The decision reinforces the Board’s prior position that social media represents a novel platform for employee communications, but one which maintains the established protections of the workplace.

Acknowledging that “the mode of communicating their workplace concerns [Facebook] might be novel,” the Board explained that the employees’ claims regarding their terminations should be analyzed under the established analytical framework for resolving allegations of improper discharge, which was introduced in the Board’s 1983 ruling in Meyers Industries.

In Meyers, the Board held that discipline or discharge of an employee violates Section 8(a)(1) of the NLRA if the following elements are established: (1) the activity engaged in by the employee was “concerted”; (2) the employer knew of the concerted nature of the activity; (3) the concerted activity was protected by the NLRA; and (4) the discipline or discharge was motivated by the concerted activity.

Applying the Meyers standard that was issued before Mark Zuckerberg was even born, the Board majority found that the employees’ activity on Facebook was protected activity. Specifically, one off-duty employee posted her concerns about the employer’s provision of services and stated her intent to discuss the issue with management.

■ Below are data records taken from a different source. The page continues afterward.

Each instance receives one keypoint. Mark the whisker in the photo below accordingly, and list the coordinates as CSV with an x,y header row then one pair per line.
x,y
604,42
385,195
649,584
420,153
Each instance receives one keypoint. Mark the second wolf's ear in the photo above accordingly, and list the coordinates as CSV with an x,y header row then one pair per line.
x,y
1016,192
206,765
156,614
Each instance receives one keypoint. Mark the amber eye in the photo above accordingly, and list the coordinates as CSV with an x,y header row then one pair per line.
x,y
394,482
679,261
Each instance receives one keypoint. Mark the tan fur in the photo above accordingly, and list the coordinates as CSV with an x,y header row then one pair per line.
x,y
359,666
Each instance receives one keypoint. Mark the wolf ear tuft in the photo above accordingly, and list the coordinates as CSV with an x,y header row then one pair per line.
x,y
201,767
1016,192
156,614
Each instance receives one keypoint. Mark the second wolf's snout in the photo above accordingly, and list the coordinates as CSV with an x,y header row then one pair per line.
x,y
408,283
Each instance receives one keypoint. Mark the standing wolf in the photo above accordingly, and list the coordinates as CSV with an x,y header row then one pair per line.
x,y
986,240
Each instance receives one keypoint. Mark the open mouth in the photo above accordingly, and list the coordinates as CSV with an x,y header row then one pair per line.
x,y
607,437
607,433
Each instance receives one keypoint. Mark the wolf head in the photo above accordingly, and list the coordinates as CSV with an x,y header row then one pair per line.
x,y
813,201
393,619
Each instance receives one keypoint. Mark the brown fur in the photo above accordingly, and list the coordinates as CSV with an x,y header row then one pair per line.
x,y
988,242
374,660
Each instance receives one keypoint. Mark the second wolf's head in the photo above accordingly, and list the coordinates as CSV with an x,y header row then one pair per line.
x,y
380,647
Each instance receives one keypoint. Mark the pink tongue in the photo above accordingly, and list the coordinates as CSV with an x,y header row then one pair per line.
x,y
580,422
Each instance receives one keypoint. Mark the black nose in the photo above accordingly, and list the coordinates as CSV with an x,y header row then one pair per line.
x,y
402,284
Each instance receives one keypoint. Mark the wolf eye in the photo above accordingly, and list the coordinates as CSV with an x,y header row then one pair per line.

The four other employees, all of whom were off-duty and using personal computers, posted responses to the comment. The following workday, the five employees were terminated. Ultimately, the Board majority held that the online exchange was a concerted activity, protected by the NLRA, because it was the employees’ initial step toward collective action to address an issue with management.

This significant decision underscores the NLRB’s recent attempts to zealously regulate and police employers’ responses to employees’ to social media usage and employers’ policies regarding social media activity. The decision further demonstrates that social media communications, although transmitted in an electronic forum, will be given the same level of protection as workplace communications, and should be treated as such by employers.

Consequently, employers must be mindful of the social media policies they have in place and the manner in which they discipline any employees for content published through social media websites.